Heather Grant, the centre’s marine communications coordinator, said the event presented an opportunity for Nova Scotians to learn what they can be doing better to protect the environment.

“As a coastal province, Nova Scotia obviously has a huge stake in the health of the marine environment,” said Grant. “So having people come to clean up the beaches is a great way to get local people engaged and invested in the health of the oceans that the province depends on.”

Louie Porta, vice-president of operations and projects for Oceans North, said garbage in the ocean can literally work its way up the food chain as bigger marine animals eat smaller ones that may have eaten plastic.

It can also contaminate the water and create health risks for people.

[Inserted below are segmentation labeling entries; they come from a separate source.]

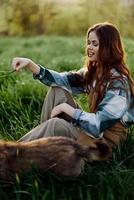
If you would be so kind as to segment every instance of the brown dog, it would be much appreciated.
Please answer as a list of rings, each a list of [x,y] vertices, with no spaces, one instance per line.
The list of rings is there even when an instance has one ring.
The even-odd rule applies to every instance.
[[[97,151],[96,151],[97,150]],[[109,148],[99,141],[93,146],[82,146],[67,137],[47,137],[30,142],[0,141],[0,178],[30,170],[51,170],[59,176],[78,176],[85,159],[104,160]]]

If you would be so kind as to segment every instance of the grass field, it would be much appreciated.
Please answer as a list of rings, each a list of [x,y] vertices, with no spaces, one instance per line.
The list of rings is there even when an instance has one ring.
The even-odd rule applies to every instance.
[[[134,77],[134,40],[124,39],[127,63]],[[11,59],[29,57],[57,71],[83,66],[85,40],[75,37],[0,38],[0,139],[17,140],[39,123],[48,90],[32,74],[8,74]],[[78,103],[87,110],[86,98]],[[33,170],[16,176],[16,183],[0,182],[0,200],[132,200],[134,199],[134,129],[106,162],[86,164],[78,178],[59,178]],[[72,169],[73,170],[73,169]]]

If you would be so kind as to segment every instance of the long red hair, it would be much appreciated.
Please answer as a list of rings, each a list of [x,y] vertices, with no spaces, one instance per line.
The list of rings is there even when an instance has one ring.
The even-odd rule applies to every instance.
[[[90,111],[95,112],[98,104],[104,97],[106,84],[113,81],[111,69],[114,68],[119,72],[120,76],[118,78],[120,78],[120,80],[122,80],[123,75],[128,78],[132,95],[134,95],[134,81],[124,61],[124,50],[120,33],[117,28],[107,22],[95,24],[88,29],[87,39],[92,31],[96,33],[99,39],[98,61],[90,62],[87,56],[87,72],[85,79],[87,86],[91,86],[93,81],[96,81],[94,88],[96,98],[93,101],[90,99],[92,104],[89,105]]]

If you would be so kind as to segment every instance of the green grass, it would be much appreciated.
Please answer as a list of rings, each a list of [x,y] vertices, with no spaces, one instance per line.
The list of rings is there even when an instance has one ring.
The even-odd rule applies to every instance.
[[[134,40],[125,39],[127,62],[134,75]],[[84,61],[84,38],[0,38],[0,138],[17,140],[39,123],[47,86],[33,80],[26,70],[11,71],[11,59],[25,56],[48,68],[79,69]],[[77,101],[87,110],[86,98]],[[84,104],[84,106],[83,106]],[[128,140],[106,162],[86,164],[78,178],[59,178],[32,170],[16,176],[16,183],[0,182],[0,200],[131,200],[134,199],[134,129]],[[73,170],[73,169],[72,169]]]

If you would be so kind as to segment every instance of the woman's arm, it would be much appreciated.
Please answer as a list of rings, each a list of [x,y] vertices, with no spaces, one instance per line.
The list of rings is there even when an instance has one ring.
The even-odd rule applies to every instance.
[[[35,79],[40,80],[47,86],[59,86],[73,94],[86,92],[83,82],[84,68],[77,72],[59,73],[41,65],[37,65],[28,58],[19,57],[13,59],[12,66],[16,71],[20,71],[22,68],[27,67],[33,72]]]

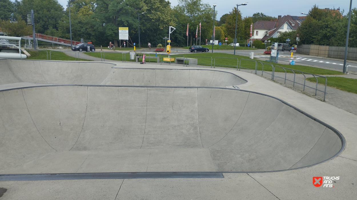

“The environment doesn’t know how to process plastic and waste. All of the waste going into the ocean isn’t coming back out,” said Porta. “We need to stem the tide of the waste going into the ocean.”

As of Sunday afternoon, Porta estimated roughly 60 garbage bags were removed from the beaches.

He said all sorts of items were found, including some that couldn’t even fit in the garbage bags: “A table, tires, twisted steel ropes, and all sorts of things in between.”

Porta hopes McKenna’s announcement will give Canadians a chance to provide their solutions about what kind of leadership they want to see when it comes to marine plastics.

Canadians can take part in the online consultation through the government of Canada’s website.